Today’s New York Times has an interesting Op Ed column by Daniel Alpert, a partner at the investment bank, Westwood Capital, LLC, “The Rut We Can’t Get Out Of” .  It is based on Mr. Alpert’s new book, “The Age of Oversupply: Overcoming the Greatest Challenge to the Global Economy”.
“Hundreds of millions of people who once lived in sleepy or sclerotic statist and socialist economies now compete directly or indirectly with workers in the United States, Europe and Japan, in a world bound by lightning-fast communications and transportation,” says Mr. Alpert.

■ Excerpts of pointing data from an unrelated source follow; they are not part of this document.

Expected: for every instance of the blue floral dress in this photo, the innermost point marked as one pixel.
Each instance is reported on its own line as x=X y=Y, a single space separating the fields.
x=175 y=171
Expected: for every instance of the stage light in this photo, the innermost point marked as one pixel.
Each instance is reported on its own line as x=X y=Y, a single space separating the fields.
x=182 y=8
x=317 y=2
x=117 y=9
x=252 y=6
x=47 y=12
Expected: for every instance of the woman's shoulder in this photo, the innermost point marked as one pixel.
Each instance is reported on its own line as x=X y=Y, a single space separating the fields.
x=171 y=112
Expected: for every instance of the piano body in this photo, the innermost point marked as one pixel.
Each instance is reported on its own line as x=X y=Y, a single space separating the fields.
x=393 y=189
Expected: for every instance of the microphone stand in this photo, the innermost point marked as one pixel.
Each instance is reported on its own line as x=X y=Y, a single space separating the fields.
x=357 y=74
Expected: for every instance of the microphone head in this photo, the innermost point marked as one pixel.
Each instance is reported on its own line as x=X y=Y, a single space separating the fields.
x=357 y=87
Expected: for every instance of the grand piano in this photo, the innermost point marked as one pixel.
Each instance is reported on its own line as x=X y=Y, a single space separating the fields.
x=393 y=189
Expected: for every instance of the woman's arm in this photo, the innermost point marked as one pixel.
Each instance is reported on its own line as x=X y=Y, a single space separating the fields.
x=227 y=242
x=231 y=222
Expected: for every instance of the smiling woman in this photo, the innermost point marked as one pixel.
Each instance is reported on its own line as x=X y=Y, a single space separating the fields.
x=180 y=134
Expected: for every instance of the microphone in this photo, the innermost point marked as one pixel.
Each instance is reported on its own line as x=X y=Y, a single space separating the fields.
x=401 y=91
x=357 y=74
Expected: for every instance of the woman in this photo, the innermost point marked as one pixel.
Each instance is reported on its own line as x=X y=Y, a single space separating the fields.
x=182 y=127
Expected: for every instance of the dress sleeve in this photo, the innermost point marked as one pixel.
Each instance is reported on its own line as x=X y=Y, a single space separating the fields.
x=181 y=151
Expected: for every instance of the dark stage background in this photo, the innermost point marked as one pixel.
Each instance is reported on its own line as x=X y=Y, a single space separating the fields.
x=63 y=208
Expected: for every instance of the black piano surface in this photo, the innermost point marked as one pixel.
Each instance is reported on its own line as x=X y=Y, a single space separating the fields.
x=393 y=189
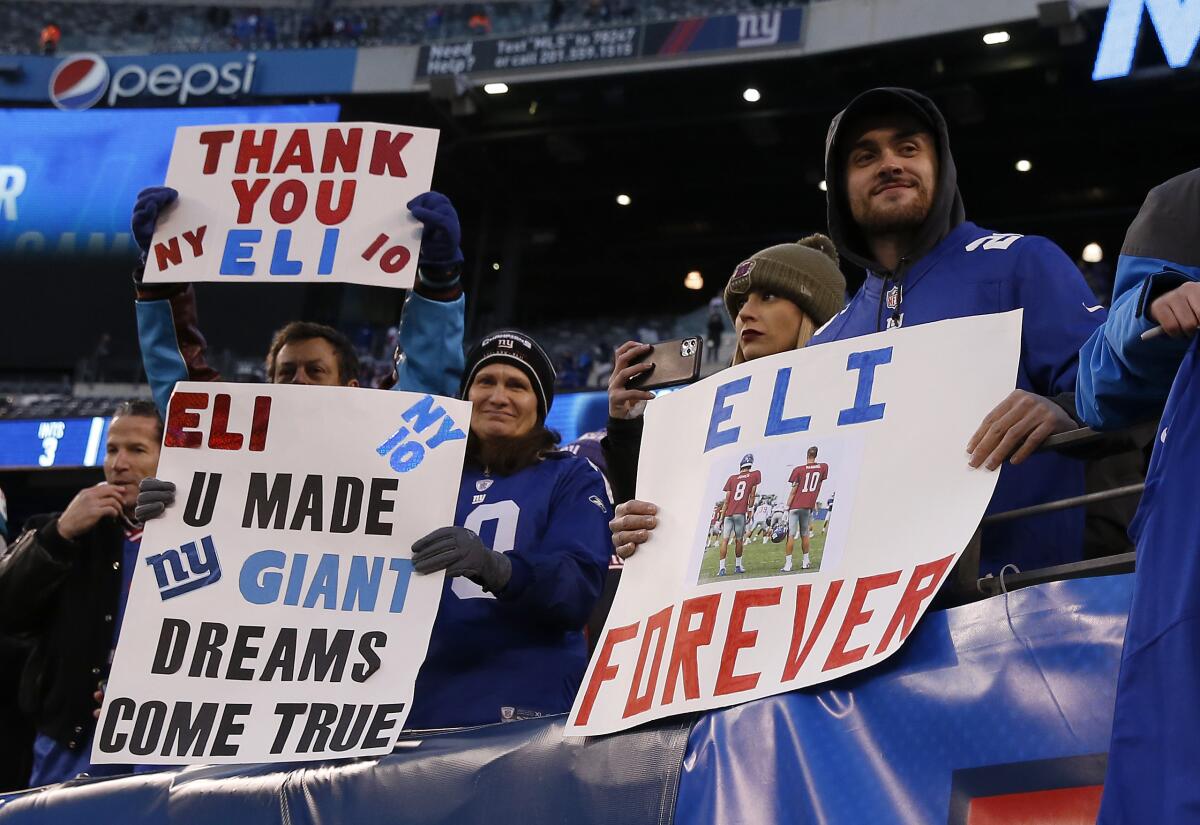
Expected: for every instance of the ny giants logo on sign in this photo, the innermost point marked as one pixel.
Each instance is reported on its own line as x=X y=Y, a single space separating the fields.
x=1175 y=22
x=81 y=80
x=171 y=574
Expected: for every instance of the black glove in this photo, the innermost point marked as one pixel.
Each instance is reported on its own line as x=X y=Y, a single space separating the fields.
x=460 y=552
x=154 y=498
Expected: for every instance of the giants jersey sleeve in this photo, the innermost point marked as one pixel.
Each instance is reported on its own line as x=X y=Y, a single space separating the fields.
x=808 y=479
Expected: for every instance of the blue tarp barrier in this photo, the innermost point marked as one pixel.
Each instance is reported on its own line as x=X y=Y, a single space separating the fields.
x=1002 y=698
x=989 y=706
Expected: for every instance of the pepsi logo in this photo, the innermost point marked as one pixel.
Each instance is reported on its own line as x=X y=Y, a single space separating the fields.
x=78 y=82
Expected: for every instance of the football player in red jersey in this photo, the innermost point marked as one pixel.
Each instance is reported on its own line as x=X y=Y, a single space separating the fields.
x=739 y=492
x=807 y=480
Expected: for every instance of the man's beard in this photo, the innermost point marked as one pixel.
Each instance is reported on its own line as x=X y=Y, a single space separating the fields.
x=891 y=220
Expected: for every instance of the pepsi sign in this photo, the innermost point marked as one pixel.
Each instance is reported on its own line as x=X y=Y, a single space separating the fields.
x=81 y=80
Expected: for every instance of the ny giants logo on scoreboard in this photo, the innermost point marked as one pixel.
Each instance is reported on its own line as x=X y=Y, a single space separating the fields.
x=1175 y=22
x=81 y=80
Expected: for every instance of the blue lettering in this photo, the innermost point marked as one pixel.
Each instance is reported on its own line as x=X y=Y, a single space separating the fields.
x=447 y=432
x=721 y=414
x=363 y=586
x=280 y=262
x=863 y=409
x=425 y=413
x=777 y=425
x=1176 y=23
x=262 y=576
x=324 y=583
x=328 y=252
x=295 y=582
x=403 y=568
x=239 y=251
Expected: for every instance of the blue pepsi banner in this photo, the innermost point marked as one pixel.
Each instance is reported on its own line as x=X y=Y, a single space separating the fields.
x=69 y=179
x=84 y=80
x=995 y=712
x=745 y=30
x=46 y=443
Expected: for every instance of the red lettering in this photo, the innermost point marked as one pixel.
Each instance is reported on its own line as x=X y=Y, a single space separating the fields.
x=687 y=643
x=297 y=154
x=342 y=151
x=167 y=253
x=385 y=154
x=196 y=240
x=297 y=192
x=915 y=594
x=641 y=703
x=214 y=142
x=247 y=194
x=327 y=212
x=855 y=616
x=220 y=438
x=796 y=654
x=181 y=416
x=259 y=152
x=258 y=425
x=604 y=672
x=738 y=639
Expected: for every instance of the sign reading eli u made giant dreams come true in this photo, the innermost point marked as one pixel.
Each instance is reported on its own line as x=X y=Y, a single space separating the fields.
x=288 y=203
x=850 y=457
x=274 y=613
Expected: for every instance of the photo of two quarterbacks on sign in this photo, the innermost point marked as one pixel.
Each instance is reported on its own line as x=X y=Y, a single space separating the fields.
x=773 y=515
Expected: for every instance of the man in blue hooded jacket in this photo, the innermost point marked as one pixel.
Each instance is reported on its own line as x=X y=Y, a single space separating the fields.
x=1125 y=379
x=895 y=210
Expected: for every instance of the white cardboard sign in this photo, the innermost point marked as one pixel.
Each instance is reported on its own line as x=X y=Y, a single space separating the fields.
x=856 y=449
x=274 y=614
x=286 y=203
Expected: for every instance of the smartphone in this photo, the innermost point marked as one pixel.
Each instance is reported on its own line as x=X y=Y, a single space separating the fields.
x=675 y=362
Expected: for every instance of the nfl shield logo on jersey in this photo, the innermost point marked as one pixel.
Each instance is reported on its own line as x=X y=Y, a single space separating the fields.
x=894 y=297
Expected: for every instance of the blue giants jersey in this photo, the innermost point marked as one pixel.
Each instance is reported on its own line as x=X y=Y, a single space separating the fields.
x=976 y=272
x=1156 y=724
x=525 y=648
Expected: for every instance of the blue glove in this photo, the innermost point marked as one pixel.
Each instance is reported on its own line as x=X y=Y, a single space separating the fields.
x=441 y=258
x=147 y=209
x=460 y=552
x=154 y=498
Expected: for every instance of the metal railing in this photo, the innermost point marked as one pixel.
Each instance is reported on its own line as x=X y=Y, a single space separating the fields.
x=965 y=585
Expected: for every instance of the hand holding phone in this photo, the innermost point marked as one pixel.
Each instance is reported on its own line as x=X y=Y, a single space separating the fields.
x=672 y=362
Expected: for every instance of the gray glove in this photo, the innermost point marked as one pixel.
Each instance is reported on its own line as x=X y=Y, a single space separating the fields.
x=154 y=498
x=460 y=552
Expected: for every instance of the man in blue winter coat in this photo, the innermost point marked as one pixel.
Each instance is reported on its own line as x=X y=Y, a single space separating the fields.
x=895 y=210
x=1125 y=379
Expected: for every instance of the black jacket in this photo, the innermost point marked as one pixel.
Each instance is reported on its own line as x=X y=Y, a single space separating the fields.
x=64 y=596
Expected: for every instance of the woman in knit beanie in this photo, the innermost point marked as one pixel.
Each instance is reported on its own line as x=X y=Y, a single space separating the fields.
x=791 y=287
x=778 y=299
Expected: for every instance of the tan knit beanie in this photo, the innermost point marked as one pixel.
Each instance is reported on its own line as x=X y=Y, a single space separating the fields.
x=804 y=272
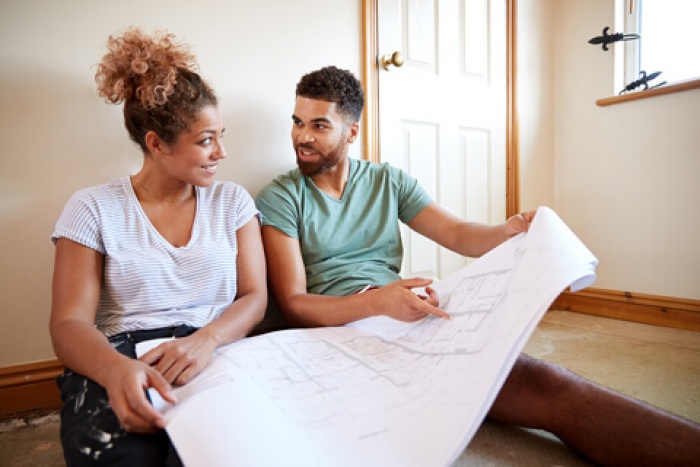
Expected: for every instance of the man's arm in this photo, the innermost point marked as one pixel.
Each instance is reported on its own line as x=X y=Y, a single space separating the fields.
x=287 y=279
x=466 y=238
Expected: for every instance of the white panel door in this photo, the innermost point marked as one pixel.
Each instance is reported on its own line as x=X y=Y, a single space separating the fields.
x=442 y=115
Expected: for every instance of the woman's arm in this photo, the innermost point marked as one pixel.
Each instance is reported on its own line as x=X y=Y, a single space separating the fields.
x=77 y=282
x=182 y=359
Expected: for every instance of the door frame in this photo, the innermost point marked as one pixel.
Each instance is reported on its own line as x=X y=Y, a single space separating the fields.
x=370 y=76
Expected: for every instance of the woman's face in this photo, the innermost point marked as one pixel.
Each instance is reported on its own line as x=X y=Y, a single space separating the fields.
x=195 y=156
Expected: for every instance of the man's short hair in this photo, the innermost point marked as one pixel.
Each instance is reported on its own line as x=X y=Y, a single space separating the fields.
x=332 y=84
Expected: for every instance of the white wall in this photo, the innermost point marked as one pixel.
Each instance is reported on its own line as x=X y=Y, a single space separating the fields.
x=57 y=136
x=625 y=176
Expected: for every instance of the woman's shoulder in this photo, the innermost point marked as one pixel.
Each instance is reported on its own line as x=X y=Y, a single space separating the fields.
x=111 y=191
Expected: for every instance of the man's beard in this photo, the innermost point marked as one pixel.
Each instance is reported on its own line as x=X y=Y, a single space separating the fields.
x=325 y=162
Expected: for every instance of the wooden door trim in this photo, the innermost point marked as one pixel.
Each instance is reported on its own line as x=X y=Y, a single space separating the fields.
x=370 y=118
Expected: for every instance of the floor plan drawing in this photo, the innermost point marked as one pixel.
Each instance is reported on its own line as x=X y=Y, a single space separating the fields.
x=379 y=391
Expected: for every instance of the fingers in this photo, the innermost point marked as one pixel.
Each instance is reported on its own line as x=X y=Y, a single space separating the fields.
x=529 y=216
x=160 y=384
x=432 y=298
x=170 y=361
x=131 y=405
x=414 y=282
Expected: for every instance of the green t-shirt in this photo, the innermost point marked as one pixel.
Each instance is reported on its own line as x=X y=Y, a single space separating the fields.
x=349 y=243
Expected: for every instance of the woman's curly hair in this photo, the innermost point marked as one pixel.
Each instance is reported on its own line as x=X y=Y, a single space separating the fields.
x=156 y=79
x=333 y=84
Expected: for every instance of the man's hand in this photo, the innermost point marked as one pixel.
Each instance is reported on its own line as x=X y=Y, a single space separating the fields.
x=518 y=223
x=401 y=303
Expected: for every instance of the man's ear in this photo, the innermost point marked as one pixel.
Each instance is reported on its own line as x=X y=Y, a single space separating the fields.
x=155 y=144
x=353 y=131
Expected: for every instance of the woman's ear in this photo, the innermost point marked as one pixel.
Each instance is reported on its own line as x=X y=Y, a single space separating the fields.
x=155 y=144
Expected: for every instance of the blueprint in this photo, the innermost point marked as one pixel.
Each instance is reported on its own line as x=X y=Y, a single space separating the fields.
x=378 y=391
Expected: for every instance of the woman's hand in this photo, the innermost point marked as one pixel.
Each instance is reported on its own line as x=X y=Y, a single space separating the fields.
x=180 y=360
x=126 y=383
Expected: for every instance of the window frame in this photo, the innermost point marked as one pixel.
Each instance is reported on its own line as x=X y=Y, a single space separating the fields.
x=627 y=59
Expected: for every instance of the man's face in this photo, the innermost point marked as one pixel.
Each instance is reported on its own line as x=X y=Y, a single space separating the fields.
x=320 y=135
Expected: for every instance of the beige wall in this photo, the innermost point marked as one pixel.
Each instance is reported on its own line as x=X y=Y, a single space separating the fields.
x=57 y=136
x=625 y=177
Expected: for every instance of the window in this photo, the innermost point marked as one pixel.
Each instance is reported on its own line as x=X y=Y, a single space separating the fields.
x=669 y=43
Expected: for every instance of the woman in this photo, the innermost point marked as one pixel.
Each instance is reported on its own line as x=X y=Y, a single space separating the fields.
x=167 y=252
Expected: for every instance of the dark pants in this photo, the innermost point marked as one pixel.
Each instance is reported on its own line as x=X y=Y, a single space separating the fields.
x=90 y=431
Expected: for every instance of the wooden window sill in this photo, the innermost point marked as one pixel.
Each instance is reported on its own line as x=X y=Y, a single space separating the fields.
x=668 y=89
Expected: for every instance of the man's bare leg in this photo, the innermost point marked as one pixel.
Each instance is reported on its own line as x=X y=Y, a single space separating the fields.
x=605 y=426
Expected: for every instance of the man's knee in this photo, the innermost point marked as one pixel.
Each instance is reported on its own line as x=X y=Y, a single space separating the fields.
x=532 y=393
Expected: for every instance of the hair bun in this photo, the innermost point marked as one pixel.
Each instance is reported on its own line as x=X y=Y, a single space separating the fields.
x=142 y=67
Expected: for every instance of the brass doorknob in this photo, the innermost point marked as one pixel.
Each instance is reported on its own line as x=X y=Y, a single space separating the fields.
x=395 y=59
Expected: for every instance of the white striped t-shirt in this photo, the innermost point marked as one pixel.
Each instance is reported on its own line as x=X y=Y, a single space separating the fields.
x=147 y=282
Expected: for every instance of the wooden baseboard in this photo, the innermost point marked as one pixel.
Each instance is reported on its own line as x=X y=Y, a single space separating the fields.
x=29 y=389
x=669 y=312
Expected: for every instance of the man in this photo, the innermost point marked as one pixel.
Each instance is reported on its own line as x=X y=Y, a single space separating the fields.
x=333 y=251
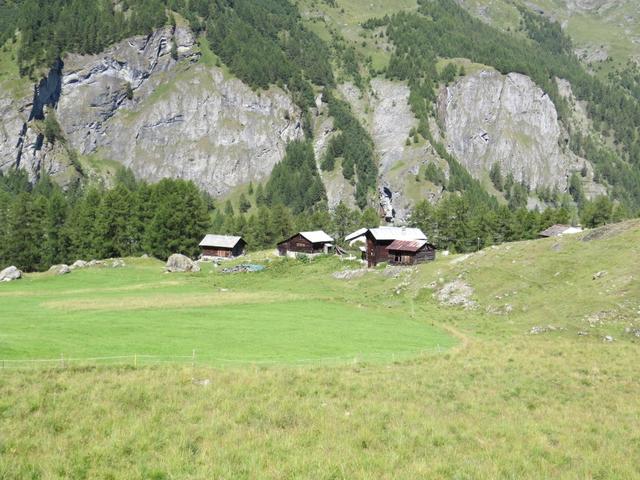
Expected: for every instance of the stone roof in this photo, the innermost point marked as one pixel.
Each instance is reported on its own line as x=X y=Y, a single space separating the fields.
x=221 y=241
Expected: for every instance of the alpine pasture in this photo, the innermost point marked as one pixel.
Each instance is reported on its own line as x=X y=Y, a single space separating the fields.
x=535 y=378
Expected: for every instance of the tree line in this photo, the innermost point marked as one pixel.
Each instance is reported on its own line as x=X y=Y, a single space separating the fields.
x=42 y=224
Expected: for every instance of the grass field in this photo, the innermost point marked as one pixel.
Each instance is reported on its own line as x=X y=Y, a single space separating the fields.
x=498 y=402
x=105 y=311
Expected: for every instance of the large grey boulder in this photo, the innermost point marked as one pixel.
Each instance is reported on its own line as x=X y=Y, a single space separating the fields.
x=181 y=263
x=9 y=274
x=78 y=264
x=60 y=269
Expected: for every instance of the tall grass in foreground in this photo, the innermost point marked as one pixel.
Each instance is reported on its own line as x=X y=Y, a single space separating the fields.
x=501 y=403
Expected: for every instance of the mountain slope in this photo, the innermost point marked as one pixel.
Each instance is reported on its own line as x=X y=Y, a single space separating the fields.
x=166 y=105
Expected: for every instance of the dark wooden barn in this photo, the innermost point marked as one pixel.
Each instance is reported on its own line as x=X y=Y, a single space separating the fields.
x=410 y=252
x=222 y=246
x=378 y=239
x=309 y=243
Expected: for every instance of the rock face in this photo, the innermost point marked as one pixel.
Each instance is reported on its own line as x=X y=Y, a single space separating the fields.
x=491 y=118
x=161 y=117
x=386 y=114
x=9 y=274
x=181 y=263
x=185 y=120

During the “Great Moderation,” beginning in the early 1980’s, with the tech bubble of the 1990’s and the housing bubble of the 2000’s, we could ignore this threat from the developing world.  But now, after the financial crisis and the Great Recession which followed, this huge new source of global competition for jobs and cheap goods is a drag on our recovery.
Mr. Alpert’s main prescription for recovery is to put the unemployed back to work “by any means, including big public sector investments to improve infrastructure and competitiveness.”  He would do this with massive new deficit spending, arguing that U.S. debt is not a serious problem in the short term.
I agree with his argument that the global oversupply of workers, money and goods is a huge threat to future prosperity.  Where I disagree is when he says that faster economic growth is more important than controlling deficit spending.
In my opinion, “America’s existential threat is fiscal” (Glenn Hubbard and Tim Kane).  In other words, as important as it is to boost the economy and create more jobs, and this is very important indeed, it is more urgent to get deficit spending under control and to do this quickly.  We can actually accomplish both of these critical tasks simultaneously, as I discussed in my post of September 20, 2013.